Day 4

R
tidyverse
|>
Author

Josef Fruehwald

Published

December 4, 2022

Part 1

Given two ranges of numbers, we need to find how many ranges have a complete overlap.

library(tidyverse)
── Attaching packages ─────────────────────────────────────── tidyverse 1.3.2 ──
✔ ggplot2 3.4.0      ✔ purrr   0.3.5 
✔ tibble  3.1.8      ✔ dplyr   1.0.10
✔ tidyr   1.2.1      ✔ stringr 1.4.1 
✔ readr   2.1.3      ✔ forcats 0.5.2 
── Conflicts ────────────────────────────────────────── tidyverse_conflicts() ──
✖ dplyr::filter() masks stats::filter()
✖ dplyr::lag()    masks stats::lag()
data <- read_csv("2022-12-4_assets/input.txt", col_names = FALSE)
Rows: 1000 Columns: 2
── Column specification ────────────────────────────────────────────────────────
Delimiter: ","
chr (2): X1, X2

ℹ Use `spec()` to retrieve the full column specification for this data.
ℹ Specify the column types or set `show_col_types = FALSE` to quiet this message.
elf_ranges <- 
  data |>
  separate(
    X1, 
    into = c("elf1_start", "elf1_end"),
    convert = TRUE
  ) |>
  separate(
    X2,
    into = c("elf2_start", "elf2_end"),
    convert = TRUE
  )

For two ranges of numbers, they overlap if

x1   .....   x2
   y1  .......  y2
   
x1 <= y2
y1 <= x2
overlaps <- 
  elf_ranges |>
  filter(elf1_start <= elf2_end,
         elf2_start <= elf1_end)

I think I have to use disjunction to find complete containment?
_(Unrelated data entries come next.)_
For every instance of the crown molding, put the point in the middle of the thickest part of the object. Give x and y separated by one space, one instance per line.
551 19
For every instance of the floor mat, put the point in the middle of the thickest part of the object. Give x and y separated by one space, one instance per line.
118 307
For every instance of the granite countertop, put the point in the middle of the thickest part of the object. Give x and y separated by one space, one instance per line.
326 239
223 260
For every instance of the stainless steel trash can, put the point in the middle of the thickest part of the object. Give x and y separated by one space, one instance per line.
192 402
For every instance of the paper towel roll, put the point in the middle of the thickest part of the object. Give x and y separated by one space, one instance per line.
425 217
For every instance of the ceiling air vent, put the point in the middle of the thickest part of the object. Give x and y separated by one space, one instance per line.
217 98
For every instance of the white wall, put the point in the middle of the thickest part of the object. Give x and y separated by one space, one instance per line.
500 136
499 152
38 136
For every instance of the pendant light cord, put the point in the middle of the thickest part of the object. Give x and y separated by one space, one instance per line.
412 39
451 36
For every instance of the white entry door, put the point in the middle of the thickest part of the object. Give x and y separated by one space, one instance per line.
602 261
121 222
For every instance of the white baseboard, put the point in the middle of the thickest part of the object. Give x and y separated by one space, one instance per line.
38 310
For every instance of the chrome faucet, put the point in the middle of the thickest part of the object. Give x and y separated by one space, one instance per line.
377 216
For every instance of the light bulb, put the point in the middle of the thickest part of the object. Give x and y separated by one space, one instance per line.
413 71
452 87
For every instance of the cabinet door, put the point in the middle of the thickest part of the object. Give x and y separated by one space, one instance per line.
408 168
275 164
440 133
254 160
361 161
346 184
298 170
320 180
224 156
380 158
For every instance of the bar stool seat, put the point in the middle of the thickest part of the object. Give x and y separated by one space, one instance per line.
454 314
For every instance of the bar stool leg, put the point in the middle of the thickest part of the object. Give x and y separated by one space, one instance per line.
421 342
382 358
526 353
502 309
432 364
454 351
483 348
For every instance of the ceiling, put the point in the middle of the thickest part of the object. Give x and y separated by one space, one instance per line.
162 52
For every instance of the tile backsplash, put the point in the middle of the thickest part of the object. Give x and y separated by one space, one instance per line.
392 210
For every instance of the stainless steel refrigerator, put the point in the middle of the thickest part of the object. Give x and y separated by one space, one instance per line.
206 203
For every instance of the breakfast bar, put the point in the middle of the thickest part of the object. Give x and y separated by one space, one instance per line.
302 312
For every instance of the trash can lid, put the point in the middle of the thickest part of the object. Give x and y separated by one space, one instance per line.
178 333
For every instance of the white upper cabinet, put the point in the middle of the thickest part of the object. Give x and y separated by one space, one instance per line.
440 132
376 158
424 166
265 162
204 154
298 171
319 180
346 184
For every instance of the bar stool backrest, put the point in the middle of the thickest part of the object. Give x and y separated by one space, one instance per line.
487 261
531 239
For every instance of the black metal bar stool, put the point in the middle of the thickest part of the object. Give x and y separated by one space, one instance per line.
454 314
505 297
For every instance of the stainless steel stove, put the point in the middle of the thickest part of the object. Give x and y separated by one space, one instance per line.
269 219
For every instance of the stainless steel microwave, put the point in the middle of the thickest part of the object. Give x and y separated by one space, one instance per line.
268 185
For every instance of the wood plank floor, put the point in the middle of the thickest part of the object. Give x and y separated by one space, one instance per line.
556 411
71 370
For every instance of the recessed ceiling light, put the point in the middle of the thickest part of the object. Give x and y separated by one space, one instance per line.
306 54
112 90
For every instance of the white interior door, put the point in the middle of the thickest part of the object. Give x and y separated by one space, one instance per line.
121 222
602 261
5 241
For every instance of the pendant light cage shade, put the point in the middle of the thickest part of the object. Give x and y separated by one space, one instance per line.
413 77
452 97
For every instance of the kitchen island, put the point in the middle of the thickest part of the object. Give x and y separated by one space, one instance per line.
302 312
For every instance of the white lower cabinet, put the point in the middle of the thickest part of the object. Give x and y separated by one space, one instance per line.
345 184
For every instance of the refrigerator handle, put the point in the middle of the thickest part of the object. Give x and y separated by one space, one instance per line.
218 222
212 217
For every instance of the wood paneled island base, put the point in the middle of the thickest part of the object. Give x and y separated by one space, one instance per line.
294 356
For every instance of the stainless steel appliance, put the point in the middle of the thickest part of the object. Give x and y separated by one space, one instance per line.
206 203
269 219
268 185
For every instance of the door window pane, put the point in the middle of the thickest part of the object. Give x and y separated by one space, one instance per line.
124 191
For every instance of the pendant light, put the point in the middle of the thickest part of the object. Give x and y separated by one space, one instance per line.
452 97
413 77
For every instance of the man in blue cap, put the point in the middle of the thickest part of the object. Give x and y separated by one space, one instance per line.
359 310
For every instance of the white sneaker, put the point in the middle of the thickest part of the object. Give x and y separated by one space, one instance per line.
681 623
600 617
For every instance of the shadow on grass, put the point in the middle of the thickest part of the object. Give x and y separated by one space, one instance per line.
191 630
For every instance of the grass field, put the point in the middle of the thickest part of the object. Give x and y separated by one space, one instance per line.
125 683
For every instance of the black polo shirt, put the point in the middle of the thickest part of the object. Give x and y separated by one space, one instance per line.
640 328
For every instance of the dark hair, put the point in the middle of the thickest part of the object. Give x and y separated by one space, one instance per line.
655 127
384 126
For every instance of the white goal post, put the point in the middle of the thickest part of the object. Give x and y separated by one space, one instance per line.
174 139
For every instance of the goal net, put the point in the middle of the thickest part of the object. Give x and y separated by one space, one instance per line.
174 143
Either

x1 .......... x2
   y1 ... y2
   
x1 <= y1 & x2 >= y2 || y1 <= x1 & y2 >= x2
overlaps |>
  filter((elf1_start <= elf2_start & elf1_end >= elf2_end) | 
           (elf2_start <= elf1_start & elf2_end >= elf1_end)) |>
  nrow()
[1] 441

Part 2

Hah! Got the number of overlaps first!

overlaps |> nrow()
[1] 861

Just for Fun

library(showtext)
Loading required package: sysfonts
Loading required package: showtextdb
library(ggdark)
library(scales)

Attaching package: 'scales'
The following object is masked from 'package:purrr':

    discard
The following object is masked from 'package:readr':

    col_factor
library(khroma)

font_add_google(name = "Mountains of Christmas", family = "christmas")
showtext_auto()

theme_set(dark_theme_gray() + 
            theme(title = element_text(family = "christmas", size = 20)))
Inverted geom defaults of fill and color/colour.
To change them back, use invert_geom_defaults().
overlaps |>
  rowwise() |>
  mutate(overlap_start = max(c(elf1_start, elf2_start)),
         overlap_end = min(c(elf1_end, elf2_end)),
         overlap_df = map2(overlap_start, overlap_end, ~tibble(position = .x:.y))) |>
  select(overlap_df) |>
  unnest(overlap_df) |>
  ggplot(aes(position))+
    stat_bin(binwidth = 1,
             aes(y = after_stat(count), 
                 fill = after_stat(count))) +
    stat_density(aes(y = after_stat(count),
                     linewidth = after_stat(count)), 
                 geom = "path")+
    scale_fill_oslo(guide = "none")+
    scale_linewidth(guide = "none")+
    labs(title = "overlap by position")

Figure 1: Degree of overlap by position